O anúncio inesperado de uma fusão entre Nissan e Honda permite-nos afastar as últimas pretensões sobre a aliança formada em 1999 com a Renault. O desvio de que o CEO do grupo, Carlos Ghosn, foi acusado em 2018, a vontade da Nissan de assumir o controlo do seu destino e os erros da nova gestão da Renault abalaram as relações entre os dois grupos. O anúncio de um reequilíbrio de capital em fevereiro de 2023 “para levar sua parceria para o próximo nível” não tinha enganado ninguém. O esboço de alguns microprojetos conjuntos foi uma tentativa de salvar a face, mas todos entenderam que os dois grupos queriam principalmente avançar para outra coisa.

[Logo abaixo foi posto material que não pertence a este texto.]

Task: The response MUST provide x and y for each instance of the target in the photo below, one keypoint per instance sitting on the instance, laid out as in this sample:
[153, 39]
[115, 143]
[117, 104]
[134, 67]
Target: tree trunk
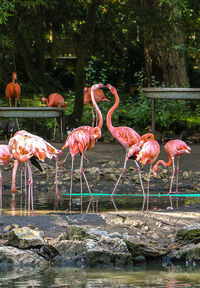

Durante muito tempo, a Nissan já não tolerava o controlo exercido pela Renault, que já não tinha realmente os meios para fazer esta aliança funcionar. Guiados por impulsos nacionalistas, os japoneses procuraram a todo custo reduzir a participação francesa na sua capital, a fim de recuperar a sua independência.

Dívida enorme

Mal este processo começou, a Nissan vê-se agora forçada a atirar-se nos braços da Honda. Porque desde o caso Ghosn a situação só piorou. A dívida é enorme. A sobrecapacidade industrial é gritante. A rentabilidade entrou em colapso. Financeiramente frágil e sem uma estratégia clara, vinte e cinco anos após o seu resgate graças à Renault, a Nissan está de volta à estaca zero.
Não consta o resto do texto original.